One dataset that causes the error is as following: (had to screengrab this from a remote server, clipboard isn't working)

image
jondwillis commented 6 years ago

@shahrin-14 @saeedshahab @yawetse

I forked a solution for the problem that I was experiencing. Not totally sure that it doesn't have unintended side-effects. Basically, if there are no elements in the greater/lesser buckets (due to all elements being either greater or lesser than a given split value), it treats that bucket as having zero error during training.

https://github.com/jondwillis/random-forest and https://github.com/jondwillis/decision-tree-cart

@targos perhaps you should have a look at this.

slfan2013 commented 5 years ago

An easy fix would be

            for (var j = 0; j < splitValues.length; ++j) {
                var currentSplitVal = splitValues[j];
        var min_currentFeature =ML.ArrayStat.min(currentFeature)

                var splitted = this.split(currentFeature, y, currentSplitVal);

        if(min_currentFeature === currentSplitVal){
            var gain = Infinity
        }else{
            var gain = gainFunctions[this.gainFunction](y, splitted);
        }

                if (check(gain, bestGain)) {
                    maxColumn = i;
                    maxValue = currentSplitVal;
                    bestGain = gain;
                }
            }

in the ml.js file.

djsegal commented 4 years ago

Ran into this on 2 feature, 10k row problem :/


The reason lesser or greater has zero elements is because there are duplicate values that are equal to each other. (I'm guessing it's if the largest or smallest value in a group of 4 values is repeated).

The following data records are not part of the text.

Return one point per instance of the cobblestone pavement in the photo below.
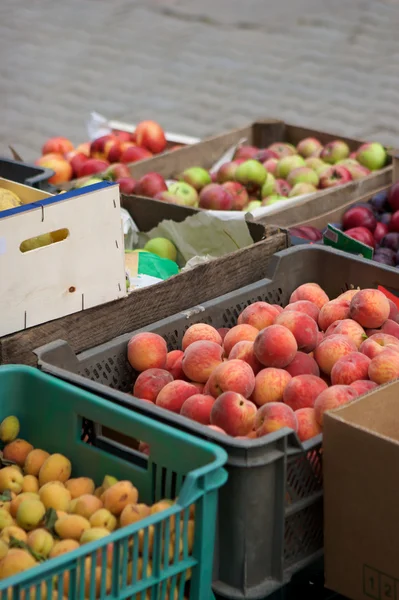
(198, 67)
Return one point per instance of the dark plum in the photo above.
(391, 240)
(385, 218)
(379, 202)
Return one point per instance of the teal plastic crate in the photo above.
(59, 417)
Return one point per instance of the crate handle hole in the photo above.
(46, 239)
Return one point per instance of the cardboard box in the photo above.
(361, 496)
(82, 268)
(146, 305)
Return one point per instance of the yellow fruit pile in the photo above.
(45, 513)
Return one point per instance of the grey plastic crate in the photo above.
(270, 522)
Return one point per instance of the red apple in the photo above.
(282, 187)
(394, 222)
(134, 154)
(334, 176)
(216, 197)
(239, 193)
(58, 145)
(151, 136)
(362, 235)
(76, 160)
(246, 152)
(122, 136)
(93, 165)
(380, 230)
(150, 185)
(393, 197)
(117, 171)
(359, 216)
(126, 185)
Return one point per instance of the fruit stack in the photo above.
(374, 223)
(108, 154)
(278, 367)
(44, 513)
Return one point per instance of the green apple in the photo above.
(197, 177)
(252, 205)
(288, 164)
(251, 173)
(185, 193)
(269, 186)
(373, 156)
(302, 188)
(303, 175)
(162, 247)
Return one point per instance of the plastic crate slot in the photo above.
(303, 534)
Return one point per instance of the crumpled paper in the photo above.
(202, 235)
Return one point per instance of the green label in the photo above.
(338, 239)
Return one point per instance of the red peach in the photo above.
(150, 382)
(84, 148)
(150, 135)
(350, 368)
(200, 359)
(332, 397)
(270, 384)
(237, 334)
(363, 386)
(233, 413)
(61, 167)
(59, 145)
(97, 146)
(278, 308)
(245, 351)
(384, 367)
(147, 350)
(331, 349)
(370, 308)
(76, 160)
(335, 310)
(274, 416)
(309, 308)
(217, 429)
(174, 360)
(200, 331)
(308, 427)
(350, 328)
(275, 346)
(259, 315)
(391, 327)
(303, 328)
(222, 331)
(377, 342)
(394, 311)
(302, 391)
(311, 292)
(93, 166)
(303, 364)
(174, 394)
(134, 154)
(198, 408)
(231, 376)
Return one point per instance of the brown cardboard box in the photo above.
(361, 496)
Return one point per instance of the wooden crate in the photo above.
(144, 306)
(83, 270)
(344, 200)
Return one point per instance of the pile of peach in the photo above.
(278, 367)
(119, 147)
(44, 513)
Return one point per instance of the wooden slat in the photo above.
(98, 325)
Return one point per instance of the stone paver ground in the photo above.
(198, 67)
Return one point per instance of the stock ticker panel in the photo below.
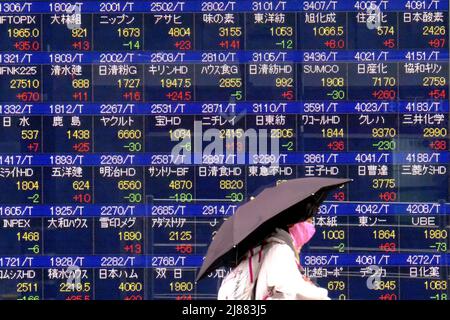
(109, 185)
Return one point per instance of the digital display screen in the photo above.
(130, 130)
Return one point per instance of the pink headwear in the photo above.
(302, 232)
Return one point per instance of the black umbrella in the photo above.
(288, 203)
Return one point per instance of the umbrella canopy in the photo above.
(279, 206)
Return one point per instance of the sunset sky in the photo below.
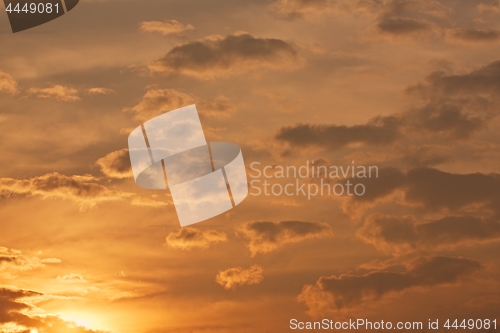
(409, 86)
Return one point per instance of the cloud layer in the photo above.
(171, 27)
(190, 238)
(219, 56)
(266, 236)
(237, 276)
(349, 290)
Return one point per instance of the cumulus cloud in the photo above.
(57, 91)
(402, 26)
(266, 236)
(411, 18)
(237, 276)
(84, 190)
(348, 290)
(147, 202)
(116, 164)
(474, 35)
(217, 56)
(219, 107)
(169, 27)
(71, 278)
(299, 8)
(158, 101)
(100, 91)
(13, 261)
(381, 130)
(436, 190)
(7, 83)
(191, 238)
(404, 234)
(19, 313)
(453, 107)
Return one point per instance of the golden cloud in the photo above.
(158, 101)
(171, 27)
(266, 236)
(116, 164)
(332, 293)
(217, 56)
(237, 276)
(7, 83)
(84, 190)
(190, 238)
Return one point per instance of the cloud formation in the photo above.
(100, 91)
(7, 83)
(348, 290)
(453, 107)
(116, 164)
(436, 190)
(71, 278)
(218, 56)
(266, 236)
(19, 313)
(84, 190)
(376, 132)
(147, 202)
(299, 8)
(169, 27)
(13, 261)
(57, 91)
(474, 35)
(158, 101)
(190, 238)
(394, 234)
(237, 276)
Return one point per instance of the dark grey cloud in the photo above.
(267, 236)
(348, 289)
(405, 234)
(224, 56)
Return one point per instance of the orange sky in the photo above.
(412, 87)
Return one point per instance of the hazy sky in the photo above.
(412, 87)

simonhefti commented 4 years ago

An easy fix would be

            for (var j = 0; j < splitValues.length; ++j) {
                var currentSplitVal = splitValues[j];
      var min_currentFeature =ML.ArrayStat.min(currentFeature)

                var splitted = this.split(currentFeature, y, currentSplitVal);

      if(min_currentFeature === currentSplitVal){
          var gain = Infinity
      }else{
          var gain = gainFunctions[this.gainFunction](y, splitted);
      }

                if (check(gain, bestGain)) {
                    maxColumn = i;
                    maxValue = currentSplitVal;
                    bestGain = gain;
                }
            }

in the ml.js file.

taking up this idea, this worked for me:

       for (let j = 0; j < splitValues.length; ++j) {
          let currentSplitVal = splitValues[j];
          var min_currentFeature = Array$1.min(currentFeature);
          let splitted = this.split(currentFeature, y, currentSplitVal);
          var gain = Infinity;
          if(min_currentFeature !== currentSplitVal) {
              gain = gainFunctions[this.gainFunction](y, splitted);
            }
          if (check(gain, bestGain)) {
            maxColumn = i;
            maxValue = currentSplitVal;
            bestGain = gain;
          }
        }
aitors99 commented 3 years ago

Where do you put that code?

lpatiny commented 2 years ago

closed by 219087f3a5273d4bf6e8ed89d15d97681826c7fb

coolb0y commented 1 year ago

Before closing this issue please tell where did you put that code?